One thing was quite evident. Mr. Craine was neither surprised nor shocked at the suggestion. On the contrary, he was plainly very interested in it.

“Yes,” he said at last. “Yes. If he had embezzled money I think this was the trust he would have gone to.”

“Why do you say that?”

“Tell me first.” Mr. Craine looked the chief inspector shrewdly in the eye. “Have you any reason for your question—any grounds for your supposition?”

“None at all,” said Hazlerigg. “The case was purely hypothetical.”

“On those grounds, then,” said Mr. Craine, “I’ll answer it. As a hypothesis only. The Stokes Trust would have been a suitable vehicle for fraud for several reasons. First, because the only other trustee was a layman. Secondly, because the funds were all here, and under our effective control. They had to be. As I explained, Abel was constantly buying and selling; so no question would be asked. Thirdly, the beneficiaries were all charities. The secretary of a charity is, on the whole, so glad to see his annual cheque that he doesn’t usually question its amount very closely. If he was told that all the investments in the trust were showing lower yields, or that some income was being put back for administrative reasons, he would probably accept the explanation without further question—far more readily, anyway, than a private beneficiary whose own pocket was being touched.”
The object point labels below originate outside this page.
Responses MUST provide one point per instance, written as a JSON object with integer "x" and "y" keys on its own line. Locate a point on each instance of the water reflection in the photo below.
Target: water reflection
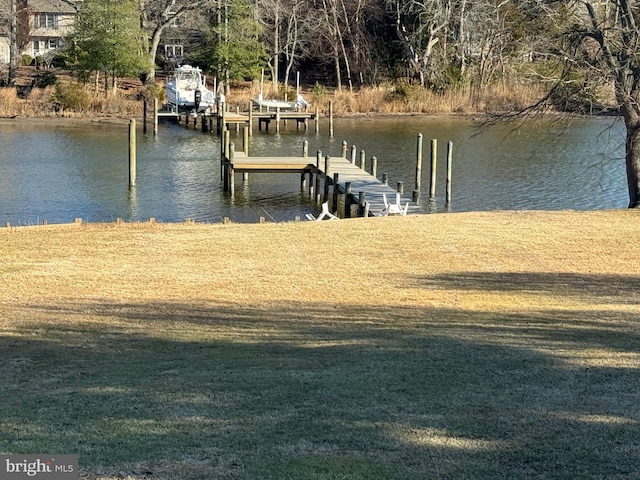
{"x": 60, "y": 172}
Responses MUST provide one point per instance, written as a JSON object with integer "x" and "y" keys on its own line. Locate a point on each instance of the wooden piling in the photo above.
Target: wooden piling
{"x": 155, "y": 116}
{"x": 330, "y": 118}
{"x": 144, "y": 114}
{"x": 347, "y": 200}
{"x": 316, "y": 126}
{"x": 318, "y": 175}
{"x": 416, "y": 191}
{"x": 230, "y": 170}
{"x": 327, "y": 166}
{"x": 434, "y": 155}
{"x": 449, "y": 162}
{"x": 132, "y": 153}
{"x": 334, "y": 203}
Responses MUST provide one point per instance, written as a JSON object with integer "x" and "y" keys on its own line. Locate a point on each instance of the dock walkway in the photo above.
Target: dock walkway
{"x": 354, "y": 184}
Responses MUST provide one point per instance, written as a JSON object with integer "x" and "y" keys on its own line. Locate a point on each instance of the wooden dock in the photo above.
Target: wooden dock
{"x": 350, "y": 190}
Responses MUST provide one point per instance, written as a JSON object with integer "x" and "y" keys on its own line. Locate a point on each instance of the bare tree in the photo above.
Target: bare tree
{"x": 598, "y": 43}
{"x": 157, "y": 15}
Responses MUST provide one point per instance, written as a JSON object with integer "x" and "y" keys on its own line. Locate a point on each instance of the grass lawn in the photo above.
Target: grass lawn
{"x": 497, "y": 345}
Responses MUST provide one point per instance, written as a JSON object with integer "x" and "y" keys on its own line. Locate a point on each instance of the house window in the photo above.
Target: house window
{"x": 47, "y": 20}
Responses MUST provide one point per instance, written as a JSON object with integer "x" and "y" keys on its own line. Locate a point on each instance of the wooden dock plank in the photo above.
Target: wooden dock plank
{"x": 361, "y": 180}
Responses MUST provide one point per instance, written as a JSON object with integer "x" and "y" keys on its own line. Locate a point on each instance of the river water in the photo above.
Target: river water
{"x": 58, "y": 172}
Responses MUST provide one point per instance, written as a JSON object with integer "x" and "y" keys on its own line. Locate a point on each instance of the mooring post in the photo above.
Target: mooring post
{"x": 231, "y": 172}
{"x": 327, "y": 165}
{"x": 449, "y": 162}
{"x": 132, "y": 153}
{"x": 336, "y": 188}
{"x": 144, "y": 114}
{"x": 315, "y": 116}
{"x": 330, "y": 118}
{"x": 361, "y": 203}
{"x": 416, "y": 191}
{"x": 347, "y": 200}
{"x": 318, "y": 175}
{"x": 434, "y": 155}
{"x": 155, "y": 116}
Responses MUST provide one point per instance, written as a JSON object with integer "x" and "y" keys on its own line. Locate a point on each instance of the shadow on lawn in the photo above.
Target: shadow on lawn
{"x": 625, "y": 288}
{"x": 187, "y": 391}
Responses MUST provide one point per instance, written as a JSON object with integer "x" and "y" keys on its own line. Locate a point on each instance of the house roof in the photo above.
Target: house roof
{"x": 51, "y": 6}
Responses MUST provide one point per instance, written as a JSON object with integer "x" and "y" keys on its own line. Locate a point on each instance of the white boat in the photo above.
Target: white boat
{"x": 187, "y": 90}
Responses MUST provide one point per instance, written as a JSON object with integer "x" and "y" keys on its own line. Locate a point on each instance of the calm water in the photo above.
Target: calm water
{"x": 58, "y": 173}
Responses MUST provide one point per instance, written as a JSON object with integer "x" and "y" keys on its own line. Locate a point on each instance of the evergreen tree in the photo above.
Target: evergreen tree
{"x": 107, "y": 38}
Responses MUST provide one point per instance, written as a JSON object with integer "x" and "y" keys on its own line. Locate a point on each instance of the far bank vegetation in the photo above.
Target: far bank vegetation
{"x": 367, "y": 56}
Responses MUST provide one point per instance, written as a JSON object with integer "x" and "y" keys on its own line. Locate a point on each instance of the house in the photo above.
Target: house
{"x": 43, "y": 24}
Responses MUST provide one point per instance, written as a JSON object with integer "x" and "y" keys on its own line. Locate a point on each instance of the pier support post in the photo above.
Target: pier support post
{"x": 330, "y": 118}
{"x": 327, "y": 165}
{"x": 315, "y": 117}
{"x": 155, "y": 116}
{"x": 132, "y": 153}
{"x": 361, "y": 204}
{"x": 449, "y": 162}
{"x": 347, "y": 200}
{"x": 434, "y": 155}
{"x": 336, "y": 188}
{"x": 416, "y": 191}
{"x": 144, "y": 114}
{"x": 318, "y": 175}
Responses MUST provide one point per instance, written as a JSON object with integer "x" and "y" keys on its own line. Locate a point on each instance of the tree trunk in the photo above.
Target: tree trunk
{"x": 13, "y": 43}
{"x": 633, "y": 163}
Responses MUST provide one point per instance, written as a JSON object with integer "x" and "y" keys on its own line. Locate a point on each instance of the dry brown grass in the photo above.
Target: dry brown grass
{"x": 471, "y": 345}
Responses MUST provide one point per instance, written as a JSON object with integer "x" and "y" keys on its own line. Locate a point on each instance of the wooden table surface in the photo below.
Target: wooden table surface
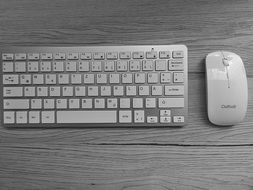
{"x": 197, "y": 156}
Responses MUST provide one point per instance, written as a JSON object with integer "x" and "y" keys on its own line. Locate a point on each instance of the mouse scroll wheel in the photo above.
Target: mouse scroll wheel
{"x": 225, "y": 62}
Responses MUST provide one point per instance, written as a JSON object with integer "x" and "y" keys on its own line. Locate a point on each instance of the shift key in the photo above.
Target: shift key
{"x": 17, "y": 104}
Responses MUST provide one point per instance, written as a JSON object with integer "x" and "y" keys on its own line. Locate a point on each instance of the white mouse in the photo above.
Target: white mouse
{"x": 227, "y": 88}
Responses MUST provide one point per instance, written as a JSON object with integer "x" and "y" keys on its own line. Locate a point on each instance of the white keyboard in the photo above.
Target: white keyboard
{"x": 94, "y": 86}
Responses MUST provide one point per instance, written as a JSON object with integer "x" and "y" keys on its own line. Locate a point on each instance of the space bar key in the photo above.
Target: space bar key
{"x": 86, "y": 116}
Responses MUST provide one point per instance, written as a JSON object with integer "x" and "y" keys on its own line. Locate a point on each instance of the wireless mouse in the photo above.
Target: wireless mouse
{"x": 227, "y": 88}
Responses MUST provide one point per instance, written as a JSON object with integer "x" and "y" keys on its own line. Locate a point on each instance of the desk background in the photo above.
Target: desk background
{"x": 197, "y": 156}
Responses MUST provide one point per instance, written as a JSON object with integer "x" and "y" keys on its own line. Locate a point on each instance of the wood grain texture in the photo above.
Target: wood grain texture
{"x": 39, "y": 166}
{"x": 197, "y": 156}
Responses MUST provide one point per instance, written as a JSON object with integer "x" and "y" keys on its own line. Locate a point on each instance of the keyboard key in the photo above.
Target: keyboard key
{"x": 58, "y": 66}
{"x": 151, "y": 54}
{"x": 131, "y": 90}
{"x": 29, "y": 91}
{"x": 16, "y": 104}
{"x": 112, "y": 103}
{"x": 67, "y": 91}
{"x": 10, "y": 79}
{"x": 156, "y": 90}
{"x": 99, "y": 56}
{"x": 20, "y": 56}
{"x": 36, "y": 103}
{"x": 84, "y": 66}
{"x": 105, "y": 90}
{"x": 137, "y": 102}
{"x": 71, "y": 66}
{"x": 178, "y": 54}
{"x": 178, "y": 119}
{"x": 135, "y": 65}
{"x": 87, "y": 103}
{"x": 171, "y": 102}
{"x": 109, "y": 66}
{"x": 86, "y": 116}
{"x": 59, "y": 56}
{"x": 33, "y": 56}
{"x": 139, "y": 116}
{"x": 124, "y": 102}
{"x": 165, "y": 119}
{"x": 122, "y": 65}
{"x": 176, "y": 65}
{"x": 160, "y": 65}
{"x": 13, "y": 91}
{"x": 48, "y": 117}
{"x": 140, "y": 78}
{"x": 76, "y": 78}
{"x": 114, "y": 78}
{"x": 101, "y": 78}
{"x": 45, "y": 66}
{"x": 89, "y": 79}
{"x": 21, "y": 116}
{"x": 174, "y": 90}
{"x": 61, "y": 103}
{"x": 20, "y": 67}
{"x": 165, "y": 77}
{"x": 42, "y": 91}
{"x": 138, "y": 55}
{"x": 80, "y": 91}
{"x": 127, "y": 78}
{"x": 147, "y": 65}
{"x": 74, "y": 103}
{"x": 9, "y": 117}
{"x": 54, "y": 91}
{"x": 150, "y": 102}
{"x": 72, "y": 56}
{"x": 164, "y": 54}
{"x": 152, "y": 119}
{"x": 7, "y": 56}
{"x": 46, "y": 56}
{"x": 33, "y": 66}
{"x": 165, "y": 113}
{"x": 99, "y": 103}
{"x": 85, "y": 56}
{"x": 112, "y": 55}
{"x": 8, "y": 67}
{"x": 50, "y": 79}
{"x": 125, "y": 116}
{"x": 63, "y": 79}
{"x": 152, "y": 77}
{"x": 92, "y": 90}
{"x": 49, "y": 104}
{"x": 178, "y": 77}
{"x": 125, "y": 55}
{"x": 25, "y": 79}
{"x": 34, "y": 117}
{"x": 118, "y": 90}
{"x": 143, "y": 90}
{"x": 38, "y": 79}
{"x": 96, "y": 66}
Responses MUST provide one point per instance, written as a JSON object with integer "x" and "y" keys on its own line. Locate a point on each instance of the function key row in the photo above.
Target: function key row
{"x": 96, "y": 66}
{"x": 95, "y": 56}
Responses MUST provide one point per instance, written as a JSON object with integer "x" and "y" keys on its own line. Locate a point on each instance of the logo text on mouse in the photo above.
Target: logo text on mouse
{"x": 228, "y": 106}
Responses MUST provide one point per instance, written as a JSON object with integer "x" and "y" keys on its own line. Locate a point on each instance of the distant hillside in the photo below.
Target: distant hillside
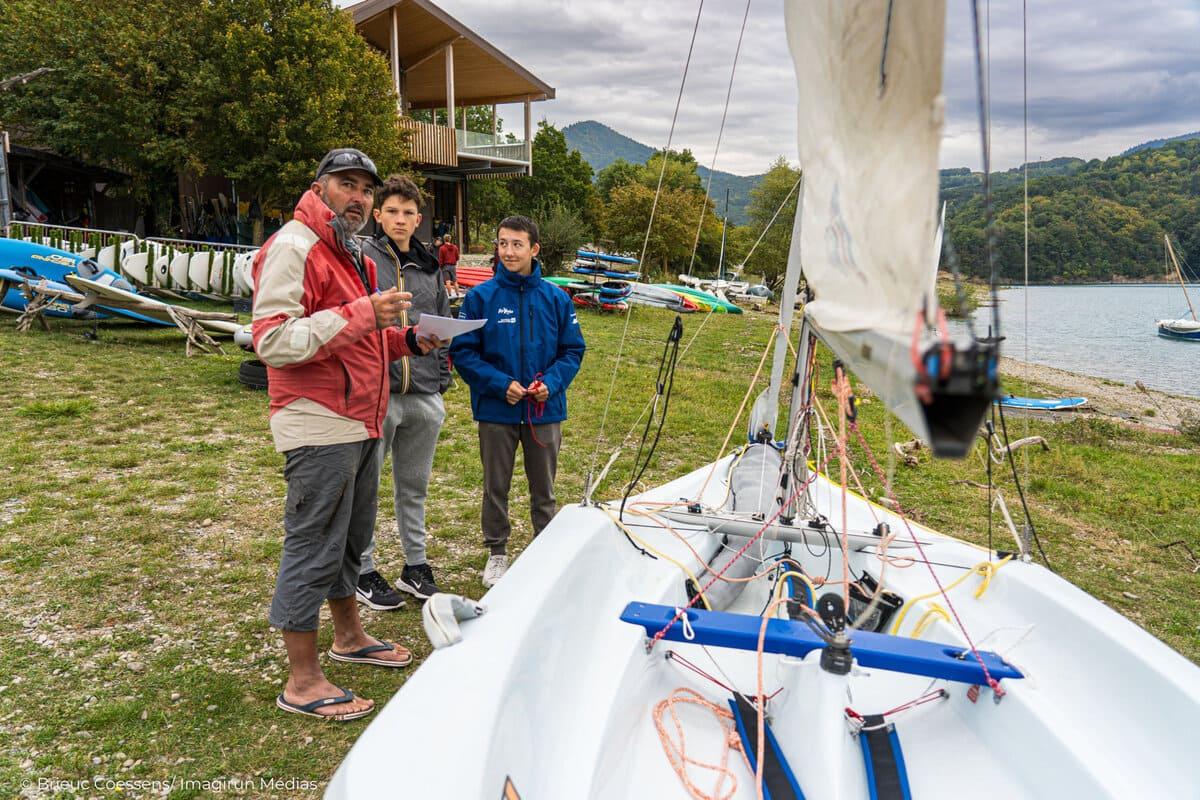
{"x": 1089, "y": 221}
{"x": 600, "y": 145}
{"x": 961, "y": 184}
{"x": 1159, "y": 143}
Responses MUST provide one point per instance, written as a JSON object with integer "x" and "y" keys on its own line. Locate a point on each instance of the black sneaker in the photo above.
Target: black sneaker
{"x": 418, "y": 581}
{"x": 376, "y": 593}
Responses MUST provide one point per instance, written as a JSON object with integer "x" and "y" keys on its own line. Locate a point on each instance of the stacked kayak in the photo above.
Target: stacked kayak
{"x": 24, "y": 262}
{"x": 472, "y": 276}
{"x": 605, "y": 265}
{"x": 703, "y": 299}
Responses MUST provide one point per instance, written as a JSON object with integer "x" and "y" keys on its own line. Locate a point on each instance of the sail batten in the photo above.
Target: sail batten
{"x": 869, "y": 154}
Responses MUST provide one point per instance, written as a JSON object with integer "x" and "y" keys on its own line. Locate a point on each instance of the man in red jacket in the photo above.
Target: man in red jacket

“Yes,” said Hazlerigg. “I see. Thank you. You’ve been very frank. You’ll tell me at once if anything is wrong with the trust fund. In the meantime, perhaps you would ask Mr. Bohun to step along.”

II

Meanwhile, Detective-Sergeant Plumptree had made his way out to Belsize Park and was interrogating Mrs. Tasker.

Sergeant Plumptree was a pink-and-white young man, with the well-scoured look of one who has but recently emerged from his mother’s wash-tub. His methods were unorthodox and some of the results which he achieved surprised even himself.

“Young man,” said Mrs. Tasker, “pour yourself out a second cup of tea, do, and be guided by me. Never take in lodgers. Go to the poorhouse, go to prison, commit arson, larceny and what you like, but never take in lodgers.”

“What—” began Sergeant Plumptree.

“Take this Mr. Smallbone. A quiet man. An inoffensive man. A good payer. Never should I have thought that by his deeds he would have brought anxiety to my bosom and police into my house—the sugar’s behind the clock. Five years ago he came here to lodge. Put down six months’ rent on the table, the one we’re sitting at at this moment, and said to me, ‘Mrs. Tasker, I’m a rolling stone. I gather no moss. But somewhere I must have to lay my head.’ ‘The first floor front pair’s vacant,’ I said, ‘and use of the ring at the back for cooking.’ That’s all that passed between us, if I go to my Maker tonight.”